For most of us, our treasure…our other side…is Love. Love for family, love for friends, love for things and love for ourselves. Love is the bridge connecting life with death. it is through love that we appreciate life and become wary of death. Love is the teacher of true risk! because to love means to risk everything. the man who is not willing to risk all he has and all he is cannot feel the full impact of love. and that impact, like the impact of a car on an animal crossing the road, is very hard and able to crush you. love is letting go of control and embracing life and death as constant travelling companions.
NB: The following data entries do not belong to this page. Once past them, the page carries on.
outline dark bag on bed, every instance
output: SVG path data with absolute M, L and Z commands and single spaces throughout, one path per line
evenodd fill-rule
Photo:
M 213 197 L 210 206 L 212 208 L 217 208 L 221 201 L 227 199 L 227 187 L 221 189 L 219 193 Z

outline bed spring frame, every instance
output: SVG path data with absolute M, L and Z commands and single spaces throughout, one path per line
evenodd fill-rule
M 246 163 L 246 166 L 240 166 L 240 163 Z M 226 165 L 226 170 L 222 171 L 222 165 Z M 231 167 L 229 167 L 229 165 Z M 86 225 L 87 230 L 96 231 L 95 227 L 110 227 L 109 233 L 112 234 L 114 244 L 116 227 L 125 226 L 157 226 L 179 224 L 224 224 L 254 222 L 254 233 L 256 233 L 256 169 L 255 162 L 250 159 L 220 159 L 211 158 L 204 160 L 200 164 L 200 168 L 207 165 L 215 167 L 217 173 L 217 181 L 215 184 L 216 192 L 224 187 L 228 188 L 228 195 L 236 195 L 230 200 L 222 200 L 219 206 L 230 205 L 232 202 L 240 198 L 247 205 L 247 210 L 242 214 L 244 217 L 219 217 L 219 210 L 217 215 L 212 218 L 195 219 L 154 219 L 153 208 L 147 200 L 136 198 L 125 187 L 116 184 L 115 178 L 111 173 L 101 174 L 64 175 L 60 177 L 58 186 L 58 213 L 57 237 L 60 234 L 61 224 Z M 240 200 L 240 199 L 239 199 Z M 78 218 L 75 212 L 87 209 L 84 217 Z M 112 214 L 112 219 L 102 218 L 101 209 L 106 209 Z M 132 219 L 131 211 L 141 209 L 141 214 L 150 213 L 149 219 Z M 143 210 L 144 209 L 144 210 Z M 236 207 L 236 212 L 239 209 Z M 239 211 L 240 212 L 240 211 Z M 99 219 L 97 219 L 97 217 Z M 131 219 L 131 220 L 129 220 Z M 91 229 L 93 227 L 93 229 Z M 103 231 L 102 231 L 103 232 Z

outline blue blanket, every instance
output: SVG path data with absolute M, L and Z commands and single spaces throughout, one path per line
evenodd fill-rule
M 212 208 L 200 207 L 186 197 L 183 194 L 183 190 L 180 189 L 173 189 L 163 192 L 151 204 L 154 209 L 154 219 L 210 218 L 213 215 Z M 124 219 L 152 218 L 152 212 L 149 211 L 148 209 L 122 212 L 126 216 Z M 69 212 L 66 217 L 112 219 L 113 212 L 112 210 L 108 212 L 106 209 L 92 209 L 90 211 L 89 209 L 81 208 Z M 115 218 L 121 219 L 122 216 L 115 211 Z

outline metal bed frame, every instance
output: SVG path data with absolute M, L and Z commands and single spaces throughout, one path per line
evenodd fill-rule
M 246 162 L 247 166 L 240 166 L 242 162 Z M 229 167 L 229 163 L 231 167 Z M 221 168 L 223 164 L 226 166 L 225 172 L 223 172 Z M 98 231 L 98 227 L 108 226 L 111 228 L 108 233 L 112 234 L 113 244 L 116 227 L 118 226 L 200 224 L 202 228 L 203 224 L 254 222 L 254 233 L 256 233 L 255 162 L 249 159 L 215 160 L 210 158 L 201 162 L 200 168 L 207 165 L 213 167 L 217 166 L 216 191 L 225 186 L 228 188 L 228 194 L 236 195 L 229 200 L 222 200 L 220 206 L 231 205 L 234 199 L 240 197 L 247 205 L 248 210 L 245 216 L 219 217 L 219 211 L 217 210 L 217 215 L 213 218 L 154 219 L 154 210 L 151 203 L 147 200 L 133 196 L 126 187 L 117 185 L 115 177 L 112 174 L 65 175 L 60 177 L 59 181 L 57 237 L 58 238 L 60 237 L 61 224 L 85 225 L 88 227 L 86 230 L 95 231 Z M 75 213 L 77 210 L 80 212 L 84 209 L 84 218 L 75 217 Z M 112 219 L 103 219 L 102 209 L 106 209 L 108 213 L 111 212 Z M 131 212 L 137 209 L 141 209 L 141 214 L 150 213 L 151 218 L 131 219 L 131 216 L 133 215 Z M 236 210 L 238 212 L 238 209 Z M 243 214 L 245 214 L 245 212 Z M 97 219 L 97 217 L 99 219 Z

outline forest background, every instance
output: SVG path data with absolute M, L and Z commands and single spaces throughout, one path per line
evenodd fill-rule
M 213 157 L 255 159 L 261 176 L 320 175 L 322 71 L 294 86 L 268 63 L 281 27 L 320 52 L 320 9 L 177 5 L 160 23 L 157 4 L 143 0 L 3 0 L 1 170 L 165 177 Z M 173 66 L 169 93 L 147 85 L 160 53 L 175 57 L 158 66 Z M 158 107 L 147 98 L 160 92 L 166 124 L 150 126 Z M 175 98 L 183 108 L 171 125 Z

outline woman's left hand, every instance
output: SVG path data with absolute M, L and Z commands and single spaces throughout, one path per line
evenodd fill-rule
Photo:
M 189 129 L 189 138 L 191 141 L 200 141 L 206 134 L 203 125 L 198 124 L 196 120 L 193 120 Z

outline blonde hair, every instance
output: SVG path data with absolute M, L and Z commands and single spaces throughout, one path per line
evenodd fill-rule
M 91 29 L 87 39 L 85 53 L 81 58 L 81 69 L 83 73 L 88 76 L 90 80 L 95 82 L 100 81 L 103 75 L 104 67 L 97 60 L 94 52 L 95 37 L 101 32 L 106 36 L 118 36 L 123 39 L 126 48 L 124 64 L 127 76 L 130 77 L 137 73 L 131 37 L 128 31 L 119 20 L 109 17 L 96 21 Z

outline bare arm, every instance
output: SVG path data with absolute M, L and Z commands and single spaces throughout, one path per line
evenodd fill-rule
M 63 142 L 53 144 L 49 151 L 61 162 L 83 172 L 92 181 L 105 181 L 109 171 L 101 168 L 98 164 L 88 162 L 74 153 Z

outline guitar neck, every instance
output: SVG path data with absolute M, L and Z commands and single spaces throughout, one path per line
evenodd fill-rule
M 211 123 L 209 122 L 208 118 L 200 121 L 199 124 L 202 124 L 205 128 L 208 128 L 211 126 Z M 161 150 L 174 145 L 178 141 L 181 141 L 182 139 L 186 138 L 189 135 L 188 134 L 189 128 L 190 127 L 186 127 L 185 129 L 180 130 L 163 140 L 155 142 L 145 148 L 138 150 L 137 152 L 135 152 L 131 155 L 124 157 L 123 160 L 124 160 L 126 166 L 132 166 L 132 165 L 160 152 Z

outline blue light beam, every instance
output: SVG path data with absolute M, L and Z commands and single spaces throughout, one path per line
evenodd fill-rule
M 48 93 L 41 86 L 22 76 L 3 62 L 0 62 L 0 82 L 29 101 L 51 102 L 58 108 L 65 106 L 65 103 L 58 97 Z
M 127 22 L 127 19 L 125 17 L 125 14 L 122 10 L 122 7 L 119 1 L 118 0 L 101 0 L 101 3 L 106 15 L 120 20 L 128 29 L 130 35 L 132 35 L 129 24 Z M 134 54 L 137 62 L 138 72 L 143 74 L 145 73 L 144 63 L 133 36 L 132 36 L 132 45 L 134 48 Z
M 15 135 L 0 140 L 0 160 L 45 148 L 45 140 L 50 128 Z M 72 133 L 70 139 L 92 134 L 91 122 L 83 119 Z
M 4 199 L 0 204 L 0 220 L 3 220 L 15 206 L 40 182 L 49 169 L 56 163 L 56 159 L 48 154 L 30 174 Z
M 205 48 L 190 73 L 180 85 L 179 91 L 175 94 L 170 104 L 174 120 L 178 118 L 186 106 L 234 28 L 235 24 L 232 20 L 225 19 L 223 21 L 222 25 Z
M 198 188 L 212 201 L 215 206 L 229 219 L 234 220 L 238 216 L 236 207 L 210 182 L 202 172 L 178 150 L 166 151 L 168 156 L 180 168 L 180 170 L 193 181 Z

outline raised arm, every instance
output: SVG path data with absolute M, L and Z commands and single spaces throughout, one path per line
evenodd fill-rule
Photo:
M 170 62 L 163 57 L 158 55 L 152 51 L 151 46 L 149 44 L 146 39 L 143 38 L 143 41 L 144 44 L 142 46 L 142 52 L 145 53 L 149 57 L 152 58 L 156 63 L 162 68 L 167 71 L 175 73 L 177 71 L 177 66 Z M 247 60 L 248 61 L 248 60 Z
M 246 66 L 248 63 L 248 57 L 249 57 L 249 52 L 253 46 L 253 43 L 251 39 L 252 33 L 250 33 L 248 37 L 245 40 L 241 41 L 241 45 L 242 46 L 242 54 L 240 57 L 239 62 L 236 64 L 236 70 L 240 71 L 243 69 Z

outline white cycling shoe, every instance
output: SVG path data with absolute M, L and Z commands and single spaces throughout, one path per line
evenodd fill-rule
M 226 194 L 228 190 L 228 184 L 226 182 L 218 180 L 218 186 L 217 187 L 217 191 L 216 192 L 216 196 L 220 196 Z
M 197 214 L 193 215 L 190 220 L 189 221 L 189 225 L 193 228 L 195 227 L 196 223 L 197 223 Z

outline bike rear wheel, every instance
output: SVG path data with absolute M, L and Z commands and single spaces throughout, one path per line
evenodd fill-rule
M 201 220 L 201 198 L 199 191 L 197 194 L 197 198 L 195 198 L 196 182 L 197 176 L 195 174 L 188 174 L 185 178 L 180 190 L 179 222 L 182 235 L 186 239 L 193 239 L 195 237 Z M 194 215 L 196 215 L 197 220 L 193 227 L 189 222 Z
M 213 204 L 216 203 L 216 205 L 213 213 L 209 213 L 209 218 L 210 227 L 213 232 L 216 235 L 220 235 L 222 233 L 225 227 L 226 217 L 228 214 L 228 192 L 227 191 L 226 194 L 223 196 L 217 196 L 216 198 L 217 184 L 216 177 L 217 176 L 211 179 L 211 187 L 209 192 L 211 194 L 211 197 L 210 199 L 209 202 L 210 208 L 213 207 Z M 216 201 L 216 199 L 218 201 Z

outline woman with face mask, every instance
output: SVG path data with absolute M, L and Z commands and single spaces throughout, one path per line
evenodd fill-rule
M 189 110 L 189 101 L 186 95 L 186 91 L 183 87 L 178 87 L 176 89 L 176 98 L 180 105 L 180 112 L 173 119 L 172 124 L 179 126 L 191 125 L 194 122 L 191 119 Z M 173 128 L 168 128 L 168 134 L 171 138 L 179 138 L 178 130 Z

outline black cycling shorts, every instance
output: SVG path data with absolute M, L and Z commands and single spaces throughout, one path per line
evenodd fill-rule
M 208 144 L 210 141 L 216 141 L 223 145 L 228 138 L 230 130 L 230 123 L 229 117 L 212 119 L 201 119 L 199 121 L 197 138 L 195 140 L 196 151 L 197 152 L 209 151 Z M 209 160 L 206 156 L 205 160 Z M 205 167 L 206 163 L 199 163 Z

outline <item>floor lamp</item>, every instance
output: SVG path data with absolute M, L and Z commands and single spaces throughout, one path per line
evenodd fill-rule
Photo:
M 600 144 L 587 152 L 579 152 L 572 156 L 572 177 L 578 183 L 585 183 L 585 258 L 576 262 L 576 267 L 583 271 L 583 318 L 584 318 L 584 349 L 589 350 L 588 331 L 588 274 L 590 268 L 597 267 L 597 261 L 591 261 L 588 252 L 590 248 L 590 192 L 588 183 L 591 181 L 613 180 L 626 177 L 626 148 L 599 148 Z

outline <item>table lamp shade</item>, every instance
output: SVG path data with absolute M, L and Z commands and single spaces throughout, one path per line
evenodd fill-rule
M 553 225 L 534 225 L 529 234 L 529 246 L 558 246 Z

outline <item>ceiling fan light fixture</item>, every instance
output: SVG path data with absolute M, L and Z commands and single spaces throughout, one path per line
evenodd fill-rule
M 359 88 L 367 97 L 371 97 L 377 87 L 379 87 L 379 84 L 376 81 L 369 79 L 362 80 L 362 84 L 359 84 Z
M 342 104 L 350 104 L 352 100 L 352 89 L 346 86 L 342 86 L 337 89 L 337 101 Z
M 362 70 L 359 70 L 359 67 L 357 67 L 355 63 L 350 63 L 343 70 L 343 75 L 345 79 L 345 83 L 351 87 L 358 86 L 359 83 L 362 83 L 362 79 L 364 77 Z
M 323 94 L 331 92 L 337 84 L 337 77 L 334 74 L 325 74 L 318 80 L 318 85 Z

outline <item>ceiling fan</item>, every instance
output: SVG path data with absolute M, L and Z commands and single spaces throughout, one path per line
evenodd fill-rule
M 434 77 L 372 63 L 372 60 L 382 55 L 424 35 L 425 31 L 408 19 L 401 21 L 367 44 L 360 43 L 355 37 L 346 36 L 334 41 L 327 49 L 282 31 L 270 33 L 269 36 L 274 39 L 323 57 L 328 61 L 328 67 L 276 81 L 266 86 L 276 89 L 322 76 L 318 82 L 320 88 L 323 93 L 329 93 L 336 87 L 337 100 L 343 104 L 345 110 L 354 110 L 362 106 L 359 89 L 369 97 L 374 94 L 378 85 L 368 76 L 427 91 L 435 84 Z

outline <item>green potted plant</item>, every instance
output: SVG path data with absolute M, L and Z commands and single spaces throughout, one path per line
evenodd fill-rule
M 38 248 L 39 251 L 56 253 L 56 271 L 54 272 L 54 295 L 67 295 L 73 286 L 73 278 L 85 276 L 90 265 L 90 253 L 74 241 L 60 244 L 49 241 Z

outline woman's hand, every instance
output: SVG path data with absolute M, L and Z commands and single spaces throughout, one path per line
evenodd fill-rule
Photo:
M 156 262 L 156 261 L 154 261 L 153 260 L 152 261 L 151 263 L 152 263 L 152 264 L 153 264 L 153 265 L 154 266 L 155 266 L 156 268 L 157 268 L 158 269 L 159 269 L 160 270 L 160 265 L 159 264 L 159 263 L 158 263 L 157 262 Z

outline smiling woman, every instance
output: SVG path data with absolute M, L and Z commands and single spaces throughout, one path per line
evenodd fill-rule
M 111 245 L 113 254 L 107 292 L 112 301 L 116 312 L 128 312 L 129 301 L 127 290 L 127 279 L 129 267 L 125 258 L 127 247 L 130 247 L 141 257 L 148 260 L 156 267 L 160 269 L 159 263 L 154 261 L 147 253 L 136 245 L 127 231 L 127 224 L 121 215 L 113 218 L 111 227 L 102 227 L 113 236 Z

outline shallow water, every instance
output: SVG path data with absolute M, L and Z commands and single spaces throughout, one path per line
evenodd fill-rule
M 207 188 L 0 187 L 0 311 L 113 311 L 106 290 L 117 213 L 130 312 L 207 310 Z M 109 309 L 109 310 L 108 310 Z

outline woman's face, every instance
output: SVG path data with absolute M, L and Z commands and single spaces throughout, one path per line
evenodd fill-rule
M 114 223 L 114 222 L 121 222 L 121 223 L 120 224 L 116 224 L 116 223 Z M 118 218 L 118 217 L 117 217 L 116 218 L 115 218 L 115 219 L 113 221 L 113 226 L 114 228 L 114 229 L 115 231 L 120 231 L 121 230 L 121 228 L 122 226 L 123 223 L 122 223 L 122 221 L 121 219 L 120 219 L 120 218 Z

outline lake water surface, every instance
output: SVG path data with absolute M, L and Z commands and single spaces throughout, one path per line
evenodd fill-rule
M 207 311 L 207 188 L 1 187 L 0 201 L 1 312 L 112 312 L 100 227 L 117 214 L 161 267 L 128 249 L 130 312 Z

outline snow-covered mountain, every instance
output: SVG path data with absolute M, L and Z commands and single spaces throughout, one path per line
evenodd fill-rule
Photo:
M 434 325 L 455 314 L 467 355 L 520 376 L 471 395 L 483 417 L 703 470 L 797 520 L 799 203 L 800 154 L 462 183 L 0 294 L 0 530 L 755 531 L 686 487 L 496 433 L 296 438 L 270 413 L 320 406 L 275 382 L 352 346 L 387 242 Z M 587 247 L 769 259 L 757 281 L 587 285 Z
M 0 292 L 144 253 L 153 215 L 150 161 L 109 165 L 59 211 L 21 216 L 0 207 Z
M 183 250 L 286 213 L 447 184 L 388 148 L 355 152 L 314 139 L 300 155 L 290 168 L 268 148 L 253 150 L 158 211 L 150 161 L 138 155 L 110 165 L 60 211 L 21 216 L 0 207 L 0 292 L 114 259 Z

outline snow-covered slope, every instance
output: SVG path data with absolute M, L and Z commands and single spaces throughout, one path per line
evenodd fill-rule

nature, despite what we may believe, is more powerful than humanity because it obeys its own laws. whereas we always find new ways to boost our own superiority. you see, we think we are driving the car on that road called life. we are like the animals but just cannot see the oncoming traffic. or perhaps it is too fast for us to see?

For many, life is about comfort and finding ways in which our existence can become easier. For some, it is about being treasure hunters, digging as many holes as it takes to find what we are searching for. it is the search that turns us into who we are. And it’s the struggle that makes us appreciate the end.

we cross the road knowing just how dangerous it is…but also know that that what is waiting for us was worth the journey.